Он полностью был готов в те минуты к смерти. Но не спешил, ибо, ощутив наличие хоть и чересчур скромного, но все ж таки выхода из положения с помощью петли, понял, что спешить ему теперь некуда.

Он грустно дрожал и грезил, как с блеском отмазывает у московских кидал партийно-дирижаблевый миллион… Отмазал и теперь уже лежит по горизонтали с «Персонажами арабских сказок женского пола» в бассейне с холодным пивом, а с пива этого бочкового жигулевского сам Лигачев сдувает пену. Лежит он, идиотина эдакая, с одалисками загорелыми, словно литовские гуси в духовке, закусывает номенклатурными сосисками и зажевывает пивко «Реакционным произведением Достоевского», то есть вялеными бесами русской революции, а может быть, и «Легендарной породой мелких рыб Невской Губы».

И все дальнейшее ему ясно, потому что ничто не ново под этою люстрой, как сказал по вертикали «автор прощальной строки: «До свиданья, друг мой, до свиданья…»

Надо сказать, что при всей ясности оснований для сведения счетов с вечно мухлюющей жизнью или же с садистски изгаляющимся обществом человек никогда не повесится, не тяпнет соляной кислоты, а уж тем более не нарушит график движения трамвая, если бесам – под удобным предлогом заботы о вечном покое человека, – если бесам не удастся совратить на лукавом своем наречии несчастное его сознание. А оно ведь колеблется еще трепетней, чем колеблется скромное пламечко свечечки бедной на адском сквозняке.

Но в душе человека, как в конце фразы предыдущей, совершенно истаивают все глаголы воли, если союзу бесов все ж таки удается окончательно задуть свечечку мерцающего сознания очередной жертвы, и тогда… тогда наложивший на себя руки становится непричастным к существованию… тогда не подлежит он спасению в будущем времени – непредсказуемо гибнет его Я, гибнет личное местоимение первого лица единственного числа, пропадает язычок пламечка свечечки, одною искоркою стало меньше в Огне Неугасимого Многоязычия… Безвольные и несколько опустившиеся люди, принявшие вдруг самоубийственное решение, иногда перестают замечать время.

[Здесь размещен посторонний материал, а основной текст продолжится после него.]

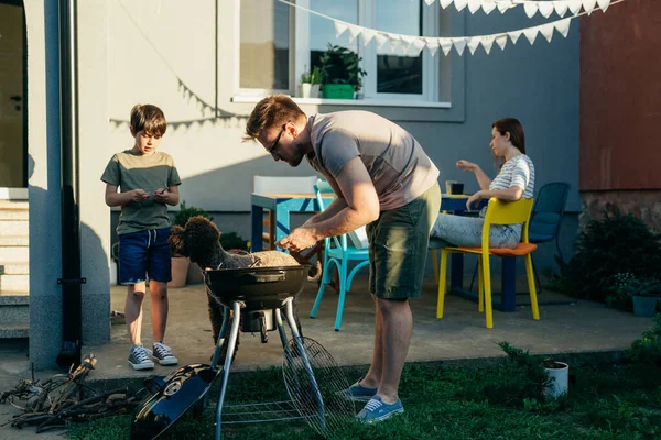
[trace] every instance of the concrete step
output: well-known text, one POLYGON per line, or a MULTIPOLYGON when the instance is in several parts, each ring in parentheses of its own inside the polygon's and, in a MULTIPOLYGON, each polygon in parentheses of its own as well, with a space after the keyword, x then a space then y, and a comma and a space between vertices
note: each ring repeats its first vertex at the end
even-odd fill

Они с блаженной безответственностью плывут по его течению, забываются, перестают откликаться, скажем, на страдальческие боли трагически неопохмелившегося организма, в груди у них затихают упреки ко всем соотечественникам, включая коварных дам, предателей-друзей, хамствующее начальство и высшие власти, но главное – начинают эти люди самозабвенно мечтать.

И с такою неистовой страстью навязывают они призрачным сюжетам, сотканным из самых невероятных грез, статус комфортабельной действительности, так уютно размещают они действительность эту в своевольно вывернутых воображением координатах времени и пространства, так мило и умозрительно управляются они там с механикой наконец-то прирученного Случая, так мастерски разделываются с замечательно мифологизированными врагами, экзальтированно потворствуют своре голодных своих прихотей, до краев насыщают удачей пустыню былой неудовлетворенности, услаждают по высшему классу тщеславие с самолюбием, утирают самооплеванное достоинство, – что им, поверьте, и вешаться-то совсем уже не требуется после продолжительного соития с сонмом сладких грез.

Одним словом, немного переиначив дьявольски лукавое высказывание одного кремлевского мечтателя, можно смело утверждать, что вешается только тот, кто не мечтает.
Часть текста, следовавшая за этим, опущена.